I’m working with a custom diffusion model and it’s having issues training. Loss drops quickly at first, then plateaus indefinitely.
The goal of the model is to map between paired embedding spaces (x,y)
. Given an embedding x
, predict paired embedding y
.
Currently I have a MLP model that does this prediction directly. I want to see if I can get better performance using a diffusion model, similar to the diffusion prior in DALLE 2.
I have a version of this that sort of works but has very poor performance compared to the straight MLP version. I don’t work much with diffusion models, so my current assumption is I’m doing something wrong. Does anything look clearly out of place about the code below?
model
The model is set up to take in [x, noised_y, timestep]
. Timestep integers are converted to an embedding. The model concatenates [x, noised_y, timestep_embedding]
and sends this through a series of linear layers to generate a noise prediction.
Does the predict
function for diffusion inference look right?
class DiffusionMLP(nn.Module):
def __init__(self,
n_timesteps, # number of diffusion timesteps
d_embedding, # dimension of timestep embedding
d_in, # input embedding dimension
d_hidden # hidden layer dimension
):
super().__init__()
self.noise_scheduler = DDPMScheduler(num_train_timesteps=n_timesteps,
beta_schedule="sigmoid",
beta_start=1e-7,
beta_end=2e-3,
clip_sample=False)
self.time_embedding = nn.Embedding(n_timesteps, d_embedding)
self.layers = nn.Sequential(
nn.Linear(d_in*2+d_embedding, d_hidden),
nn.ReLU(),
nn.Linear(d_hidden, d_hidden),
nn.ReLU(),
nn.Linear(d_hidden, d_hidden),
nn.ReLU(),
nn.Linear(d_hidden, d_hidden),
nn.ReLU(),
nn.Linear(d_hidden, d_hidden),
nn.ReLU(),
nn.Linear(d_hidden, d_in),
)
def forward(self, x, noisy_y, timesteps):
# convert timestep integer to embedding
timesteps = self.time_embedding(timesteps)
# concat inputs
x = torch.cat([x, noisy_y, timesteps], -1)
# predict noise
noise_prediction = self.layers(x)
return noise_prediction
def predict(self, x):
# create starting noise
noisy_y = torch.randn(x.shape, device=x.device)

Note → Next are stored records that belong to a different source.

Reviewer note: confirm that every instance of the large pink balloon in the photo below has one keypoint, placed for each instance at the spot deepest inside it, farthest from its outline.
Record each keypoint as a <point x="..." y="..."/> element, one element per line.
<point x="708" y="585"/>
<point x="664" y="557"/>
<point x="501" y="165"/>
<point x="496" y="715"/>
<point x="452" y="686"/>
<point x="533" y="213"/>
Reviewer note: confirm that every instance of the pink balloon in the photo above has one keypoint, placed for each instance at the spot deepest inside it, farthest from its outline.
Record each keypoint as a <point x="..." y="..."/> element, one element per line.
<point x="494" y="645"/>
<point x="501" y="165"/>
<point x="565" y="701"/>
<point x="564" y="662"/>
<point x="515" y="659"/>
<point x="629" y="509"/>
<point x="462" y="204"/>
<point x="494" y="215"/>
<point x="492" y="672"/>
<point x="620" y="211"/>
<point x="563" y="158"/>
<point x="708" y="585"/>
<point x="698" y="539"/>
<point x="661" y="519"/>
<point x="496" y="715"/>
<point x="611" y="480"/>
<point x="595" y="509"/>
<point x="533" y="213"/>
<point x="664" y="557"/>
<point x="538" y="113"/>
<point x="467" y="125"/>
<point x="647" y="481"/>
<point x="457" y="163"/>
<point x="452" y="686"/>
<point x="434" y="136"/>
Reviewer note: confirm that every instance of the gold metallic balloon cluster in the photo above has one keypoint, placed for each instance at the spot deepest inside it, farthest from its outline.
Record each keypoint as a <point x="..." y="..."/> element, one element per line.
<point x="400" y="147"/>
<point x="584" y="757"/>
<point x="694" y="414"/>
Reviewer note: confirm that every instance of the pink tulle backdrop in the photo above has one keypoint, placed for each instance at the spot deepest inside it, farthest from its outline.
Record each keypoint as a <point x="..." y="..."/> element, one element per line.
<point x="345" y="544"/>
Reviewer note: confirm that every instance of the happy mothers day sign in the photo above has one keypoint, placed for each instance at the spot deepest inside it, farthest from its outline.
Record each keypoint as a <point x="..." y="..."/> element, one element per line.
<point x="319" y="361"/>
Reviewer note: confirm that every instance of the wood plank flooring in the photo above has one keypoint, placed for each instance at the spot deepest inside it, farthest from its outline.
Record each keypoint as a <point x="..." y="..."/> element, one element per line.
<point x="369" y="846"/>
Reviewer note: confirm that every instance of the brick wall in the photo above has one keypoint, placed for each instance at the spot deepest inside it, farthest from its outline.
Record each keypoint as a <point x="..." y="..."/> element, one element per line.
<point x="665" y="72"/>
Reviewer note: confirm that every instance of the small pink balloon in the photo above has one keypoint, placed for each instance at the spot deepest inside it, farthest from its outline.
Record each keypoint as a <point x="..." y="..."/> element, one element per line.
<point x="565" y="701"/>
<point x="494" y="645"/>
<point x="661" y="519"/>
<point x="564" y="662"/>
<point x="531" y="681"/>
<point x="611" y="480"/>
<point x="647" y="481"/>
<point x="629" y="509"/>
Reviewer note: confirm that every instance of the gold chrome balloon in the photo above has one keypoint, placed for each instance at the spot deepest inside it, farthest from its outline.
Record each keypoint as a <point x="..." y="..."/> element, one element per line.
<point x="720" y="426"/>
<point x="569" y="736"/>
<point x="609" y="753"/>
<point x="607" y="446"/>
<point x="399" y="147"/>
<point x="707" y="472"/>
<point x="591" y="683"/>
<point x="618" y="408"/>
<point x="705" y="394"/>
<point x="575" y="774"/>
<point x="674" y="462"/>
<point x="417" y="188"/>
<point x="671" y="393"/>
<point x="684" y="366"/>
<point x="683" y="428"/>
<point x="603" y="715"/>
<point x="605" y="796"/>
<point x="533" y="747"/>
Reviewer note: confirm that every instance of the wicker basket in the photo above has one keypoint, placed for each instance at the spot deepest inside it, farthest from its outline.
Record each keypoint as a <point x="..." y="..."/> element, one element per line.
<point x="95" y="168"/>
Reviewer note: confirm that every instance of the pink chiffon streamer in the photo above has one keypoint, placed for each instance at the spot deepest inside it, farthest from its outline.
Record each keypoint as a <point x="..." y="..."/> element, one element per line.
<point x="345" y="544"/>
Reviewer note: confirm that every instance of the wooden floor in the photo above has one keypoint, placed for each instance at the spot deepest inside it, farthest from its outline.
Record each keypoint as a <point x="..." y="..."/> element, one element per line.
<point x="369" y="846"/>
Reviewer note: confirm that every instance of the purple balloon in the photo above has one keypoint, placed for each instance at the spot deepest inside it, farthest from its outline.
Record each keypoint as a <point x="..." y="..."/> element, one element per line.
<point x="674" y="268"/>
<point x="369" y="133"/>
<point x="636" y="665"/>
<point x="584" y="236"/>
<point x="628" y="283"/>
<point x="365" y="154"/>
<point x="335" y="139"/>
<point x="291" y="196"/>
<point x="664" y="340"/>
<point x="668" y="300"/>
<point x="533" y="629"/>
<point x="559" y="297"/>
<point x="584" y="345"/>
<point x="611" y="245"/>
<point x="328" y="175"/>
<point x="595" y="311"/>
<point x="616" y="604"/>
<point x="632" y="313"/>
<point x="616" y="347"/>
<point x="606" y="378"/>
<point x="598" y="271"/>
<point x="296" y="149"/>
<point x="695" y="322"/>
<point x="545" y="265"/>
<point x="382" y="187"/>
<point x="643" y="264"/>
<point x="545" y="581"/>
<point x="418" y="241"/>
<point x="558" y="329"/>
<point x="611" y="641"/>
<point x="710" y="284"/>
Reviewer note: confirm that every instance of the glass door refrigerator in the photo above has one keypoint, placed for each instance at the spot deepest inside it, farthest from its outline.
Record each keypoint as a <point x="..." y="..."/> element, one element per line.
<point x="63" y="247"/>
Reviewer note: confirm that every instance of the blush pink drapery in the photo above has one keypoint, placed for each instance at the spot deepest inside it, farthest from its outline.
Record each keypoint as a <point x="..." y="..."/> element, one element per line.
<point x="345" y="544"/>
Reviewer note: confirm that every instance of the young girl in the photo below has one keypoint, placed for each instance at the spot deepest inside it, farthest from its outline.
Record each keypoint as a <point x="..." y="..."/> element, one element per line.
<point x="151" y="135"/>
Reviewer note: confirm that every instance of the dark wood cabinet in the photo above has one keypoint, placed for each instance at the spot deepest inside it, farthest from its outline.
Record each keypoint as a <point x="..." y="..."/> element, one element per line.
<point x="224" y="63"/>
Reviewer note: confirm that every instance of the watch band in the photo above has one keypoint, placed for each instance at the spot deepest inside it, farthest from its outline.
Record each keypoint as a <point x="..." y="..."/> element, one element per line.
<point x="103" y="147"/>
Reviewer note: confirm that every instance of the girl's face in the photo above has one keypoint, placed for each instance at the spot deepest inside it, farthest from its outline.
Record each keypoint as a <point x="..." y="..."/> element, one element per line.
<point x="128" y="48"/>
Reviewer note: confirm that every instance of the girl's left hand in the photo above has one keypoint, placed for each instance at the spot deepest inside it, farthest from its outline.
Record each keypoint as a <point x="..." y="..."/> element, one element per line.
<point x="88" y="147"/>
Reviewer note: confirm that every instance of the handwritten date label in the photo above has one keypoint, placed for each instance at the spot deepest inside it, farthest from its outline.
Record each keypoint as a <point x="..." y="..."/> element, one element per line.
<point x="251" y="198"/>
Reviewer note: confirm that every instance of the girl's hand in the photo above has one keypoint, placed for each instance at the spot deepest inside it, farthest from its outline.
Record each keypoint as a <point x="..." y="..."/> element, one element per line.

# iterate over diffusion steps
for t in self.noise_scheduler.timesteps:
# generate timestep longtensor
timesteps = torch.zeros(x.shape[0], device=x.device).long() + t
# predict noise
with torch.no_grad():
noise_prediction = self.forward(x, noisy_y, timesteps)
# denoise to previous sample
noisy_y = self.noise_scheduler.step(noise_prediction, t, noisy_y).prev_sample
return noisy_y
training code
# adam optimizer
opt = optim.AdamW(model.parameters(), lr=lr)
# cosine LF schedule
scheduler = get_cosine_schedule_with_warmup(
optimizer=opt,
num_warmup_steps=1000,
num_training_steps=(len(train_dataloader) * epochs),
)
# train loop
for epoch in range(epochs):
for batch in tqdm(train_dataloader):
x,y = batch # both x,y are of shape (n, d)
x = x.to(DEVICE)
y = y.to(DEVICE)
bs = x.shape[0]
# sample random noise
noise = torch.randn(y.shape, device=y.device)
# sample timesteps
timesteps = torch.randint(0, mapper.noise_scheduler.config.num_train_timesteps, (bs,),
device=y.device).long()
# add noise to y embedding
noisy_y = model.noise_scheduler.add_noise(y, noise, timesteps)
# predict noise
noise_pred = model(x, noisy_y, timesteps)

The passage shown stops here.